|DATE||Mid Edo period, 18th century|
A russet iron (tetsu sabiji) sixty-two plate kabuto, each mounted with twenty-five small tapered standing rivets (ko-boshi) of decreasing size. The front plate, larger than the others, is fitted with two lines of rivets, while the rear one is left empty, for a total of 1.550 rivets.
The typical “Saotome-byo” is visible under this lining: an extra rivet which is almost an additional signature of the Saotome armorers.
The five-stage shikoro (neck protection) is slightly curved on the shoulder (hineno shape) and is fitted with large lacquered fukigaeshi.

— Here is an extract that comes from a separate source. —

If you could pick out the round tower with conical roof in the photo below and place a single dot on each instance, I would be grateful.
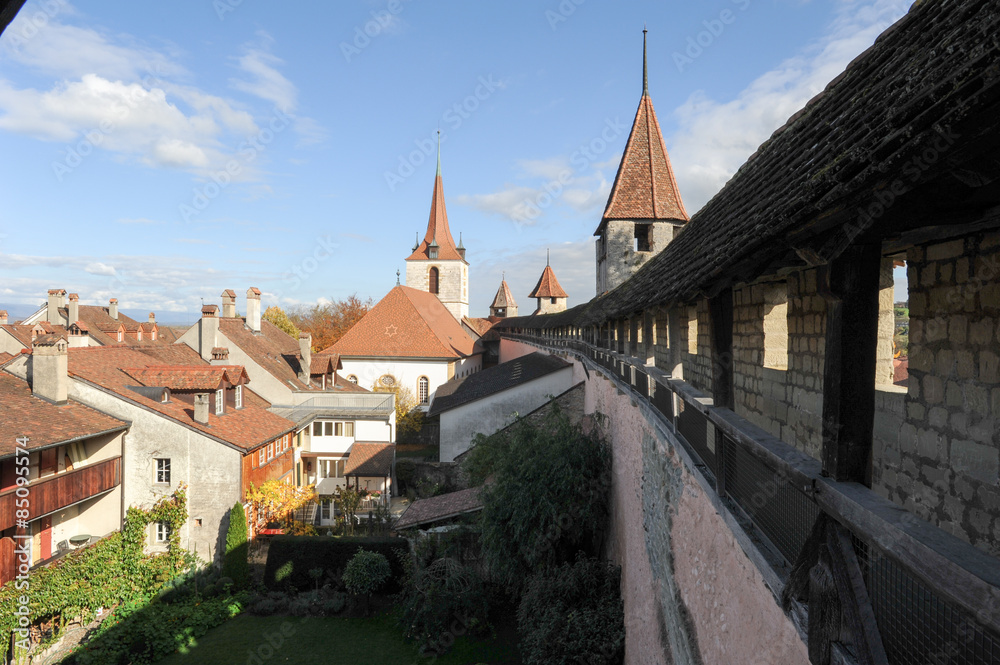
(437, 265)
(644, 210)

The Saotome school takes its name from the village in the Hitachi province where it originated. According to the Meiko Zukan, the most important antique manuscript about Japanese armors, it was founded by Ietada, a samurai at the service of the Tagaya clan who started this activity after he became a ronin. The Tagaya clan were stripped of their 60,000 koku holdings after the Sekigahara battle due to their defection to the Uesugi clan, so it is probably after 1600 that Ietada founded the Saotome school, even if it is unclear how he managed to learn such skill in manufacturing helmets. The school remained active until the end of the 18th century, producing some of the finest samurai helmets.